Catarina. Discutida pela primeira vez em 1961 e criada, oficialmente, em janeiro de 1963, pelo então governador Celso Ramos, a colônia recebeu os primeiros imigrantes em abril de 1964. Eram cerca de 50 pessoas das famílias Ogawa, Sugiyama, Kuwahara, Katsurayama, Kubota e Eguchi.

Passadas mais de cinco décadas, a colônia fortaleceu-se como importante fator para a economia regional. A produção de frutas, em especial, contribui de forma significativa para a renda municipal.

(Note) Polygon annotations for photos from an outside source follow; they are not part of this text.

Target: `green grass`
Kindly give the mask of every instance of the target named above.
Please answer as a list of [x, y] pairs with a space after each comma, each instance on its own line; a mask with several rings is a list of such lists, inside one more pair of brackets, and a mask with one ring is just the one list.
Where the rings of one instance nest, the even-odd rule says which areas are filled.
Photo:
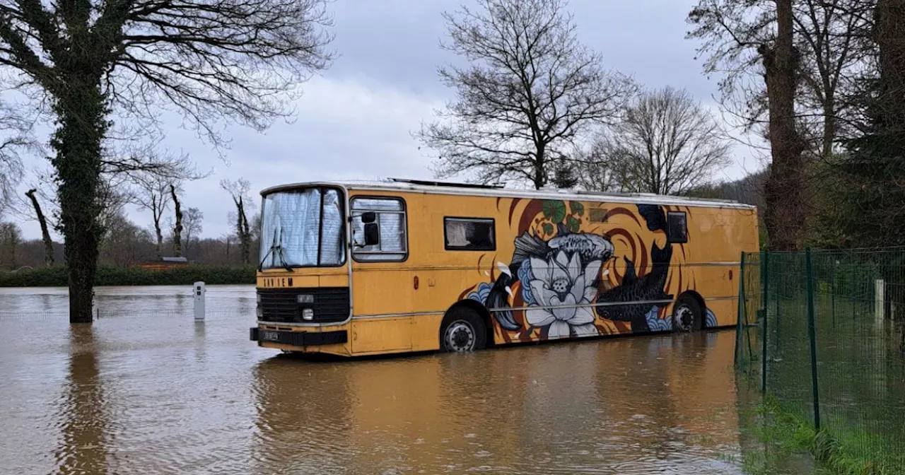
[[[844, 432], [838, 435], [824, 429], [816, 432], [810, 421], [785, 408], [769, 395], [755, 407], [754, 412], [754, 423], [745, 430], [764, 443], [765, 450], [745, 453], [742, 468], [747, 473], [776, 473], [783, 461], [803, 452], [810, 453], [825, 472], [836, 475], [903, 472], [901, 467], [882, 465], [880, 459], [883, 451], [889, 449], [881, 439], [861, 433], [854, 428], [843, 430]], [[858, 442], [853, 443], [853, 441]]]
[[[150, 271], [100, 266], [95, 285], [192, 285], [198, 280], [210, 285], [253, 284], [254, 271], [253, 267], [186, 265], [167, 271]], [[0, 272], [0, 287], [65, 287], [67, 280], [67, 269], [62, 266]]]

Além da economia, a relevância da colônia japonesa também é observada no setor turístico. Entre os atrativos mais importantes, estão o Parque Sakura, onde anualmente é realizada a Festa da Florada da Cerejeira; Parque Sino da Paz, onde estão o Sino, a Chama e o Museu da Paz; e a Casa Octogonal, construída totalmente de acordo com a arquitetura nipônica.

 

Aniversário especial

No Núcleo Celso Ramos, quem celebra a data com um gosto mais que especial é Wataru Ogawa, imigrante japonês que completa 86 anos também nesta quarta-feira (18). Único sobrevivente da bomba atômica de Hiroshima vivendo em Frei Rogério, Wataru dedica-se, atualmente, à divulgação da paz, preservando a memória da 2ª Guerra Mundial e relatando sua experiência para os inúmeros visitantes que chegam à cidade para conhecer o Museu da Paz.